GMS Med Inform Biom Epidemiol 2018;14(2):Doc12

doi: 10.3205/mibe000190, urn:nbn:de:0183-mibe0001905

Veröffentlicht: 30. August 2018

© 2018 Hübner.
Dieser Artikel ist ein Open-Access-Artikel und steht unter den Lizenzbedingungen der Creative Commons Attribution 4.0 License (Namensnennung). Lizenz-Angaben siehe http://creativecommons.org/licenses/by/4.0/.


Gliederung

Editorial

Die 63. Jahrestagung der Deutschen Gesellschaft für Medizinische Informatik, Biometrie und Epidemiologie (GMDS) e.V. vom 2. bis 6. September 2018 in Osnabrück wird durch das Motto „Das Lernende Gesundheitssystem: forschungsbasiert, innovativ, vernetzend“ geleitet. Die Fächer der GMDS bilden dabei ein essentielles Bündel von Kompetenzen, ohne die ein Lernendes Gesundheitssystem (LGS) nicht funktionieren kann: Entwickeln, Anwenden, Evaluieren und Lehren von Forschungsmethoden in Medizin und Gesundheitswesen und von wissenschaftlichen Verfahren eines digitalisierten Gesundheitswesens.

Das Konzept des Lernenden Gesundheitssystems wird seit seiner ersten Veröffentlichung in 2007 [1] als ein Kompass verstanden, verschiedenste Aktivitäten eines umfassenden datengetriebenen Feedback-Mechanismus in Medizin und im Gesundheitswesen zusammenzufassen, die einen kontinuierlichen Dialog zwischen Forschung und Praxis der Patientenversorgung befeuern.
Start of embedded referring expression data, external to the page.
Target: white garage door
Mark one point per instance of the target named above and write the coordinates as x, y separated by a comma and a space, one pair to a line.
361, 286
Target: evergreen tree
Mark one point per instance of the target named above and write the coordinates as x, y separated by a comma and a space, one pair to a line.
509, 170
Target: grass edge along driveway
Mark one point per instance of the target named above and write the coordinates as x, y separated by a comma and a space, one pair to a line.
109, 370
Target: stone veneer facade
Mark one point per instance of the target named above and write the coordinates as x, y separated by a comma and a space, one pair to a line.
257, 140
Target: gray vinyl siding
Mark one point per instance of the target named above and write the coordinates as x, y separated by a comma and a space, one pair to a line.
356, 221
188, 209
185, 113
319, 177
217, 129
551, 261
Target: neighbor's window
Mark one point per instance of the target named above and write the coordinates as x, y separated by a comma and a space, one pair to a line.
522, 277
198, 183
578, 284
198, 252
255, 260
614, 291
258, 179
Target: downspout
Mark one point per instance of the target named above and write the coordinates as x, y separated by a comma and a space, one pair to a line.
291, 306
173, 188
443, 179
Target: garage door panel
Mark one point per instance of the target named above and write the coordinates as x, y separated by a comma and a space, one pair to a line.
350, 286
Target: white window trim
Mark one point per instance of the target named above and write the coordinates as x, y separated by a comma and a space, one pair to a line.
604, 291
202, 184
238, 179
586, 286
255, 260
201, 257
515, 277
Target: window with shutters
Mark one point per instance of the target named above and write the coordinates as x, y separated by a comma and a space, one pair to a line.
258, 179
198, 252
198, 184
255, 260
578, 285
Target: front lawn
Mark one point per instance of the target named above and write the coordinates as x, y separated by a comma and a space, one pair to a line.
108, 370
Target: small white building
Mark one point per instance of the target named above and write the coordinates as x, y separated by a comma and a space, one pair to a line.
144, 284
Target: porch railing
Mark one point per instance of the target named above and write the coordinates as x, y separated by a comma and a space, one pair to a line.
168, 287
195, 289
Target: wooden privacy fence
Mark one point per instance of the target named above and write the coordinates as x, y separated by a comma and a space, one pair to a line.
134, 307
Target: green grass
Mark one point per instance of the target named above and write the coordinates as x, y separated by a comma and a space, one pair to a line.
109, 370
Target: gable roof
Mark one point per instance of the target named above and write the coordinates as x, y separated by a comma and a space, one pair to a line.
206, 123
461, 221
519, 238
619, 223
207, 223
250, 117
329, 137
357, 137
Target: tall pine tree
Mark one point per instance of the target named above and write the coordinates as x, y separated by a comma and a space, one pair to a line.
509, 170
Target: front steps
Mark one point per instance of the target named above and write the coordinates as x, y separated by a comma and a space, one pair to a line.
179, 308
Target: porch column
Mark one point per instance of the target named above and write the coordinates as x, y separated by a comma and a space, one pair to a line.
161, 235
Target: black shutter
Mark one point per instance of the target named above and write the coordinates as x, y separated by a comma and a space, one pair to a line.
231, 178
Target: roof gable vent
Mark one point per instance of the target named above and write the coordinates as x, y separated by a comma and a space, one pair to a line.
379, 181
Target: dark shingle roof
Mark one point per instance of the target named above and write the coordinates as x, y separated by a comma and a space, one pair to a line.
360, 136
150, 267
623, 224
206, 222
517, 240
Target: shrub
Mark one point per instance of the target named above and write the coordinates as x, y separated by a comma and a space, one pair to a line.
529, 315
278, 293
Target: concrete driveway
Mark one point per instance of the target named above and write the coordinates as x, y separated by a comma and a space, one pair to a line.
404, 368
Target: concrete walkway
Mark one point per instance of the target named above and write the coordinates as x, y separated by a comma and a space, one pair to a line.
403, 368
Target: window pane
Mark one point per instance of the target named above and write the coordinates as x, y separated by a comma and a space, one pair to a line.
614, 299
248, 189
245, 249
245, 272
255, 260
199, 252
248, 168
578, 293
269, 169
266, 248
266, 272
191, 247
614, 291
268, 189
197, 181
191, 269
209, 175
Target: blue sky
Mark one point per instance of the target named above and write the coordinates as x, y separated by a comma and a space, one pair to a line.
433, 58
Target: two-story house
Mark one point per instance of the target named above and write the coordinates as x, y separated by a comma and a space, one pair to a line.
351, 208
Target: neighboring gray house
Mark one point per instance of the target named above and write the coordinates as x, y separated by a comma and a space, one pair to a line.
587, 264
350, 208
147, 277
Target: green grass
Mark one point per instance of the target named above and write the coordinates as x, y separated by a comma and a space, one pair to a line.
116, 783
Ziel dieses Dialogs ist es, neues Wissen möglichst in Echtzeit zu generieren und schnell zu disseminieren, um darüber bessere Entscheidungen für den Patienten zu erzielen, Veränderungsprozesse im Gesundheitswesen anzustoßen und Wandel herbeizuführen [2], [3]. Dabei spielen Methoden des Managements von Daten aus klinischen Studien und aus der Patientenversorgung zur sekundären Verwertung, der Datenaggregation und Datenanalyse sowie der Interpretation und der schnellen Verbreitung des medizinischen Wissens eine zentrale Rolle [3]. Ein Lernendes Gesundheitssystem verpflichtet sich der Schaffung von Transparenz mittels Überwachung nicht zuletzt von Patientensicherheit, Qualität und Patientenergebnissen [4]. Dass dies nur digital bewältigt werden kann, ist selbstredend. Dies erfolgt in einem von Ethik, Datenschutz und Datensicherheit geprägten Rahmen [3].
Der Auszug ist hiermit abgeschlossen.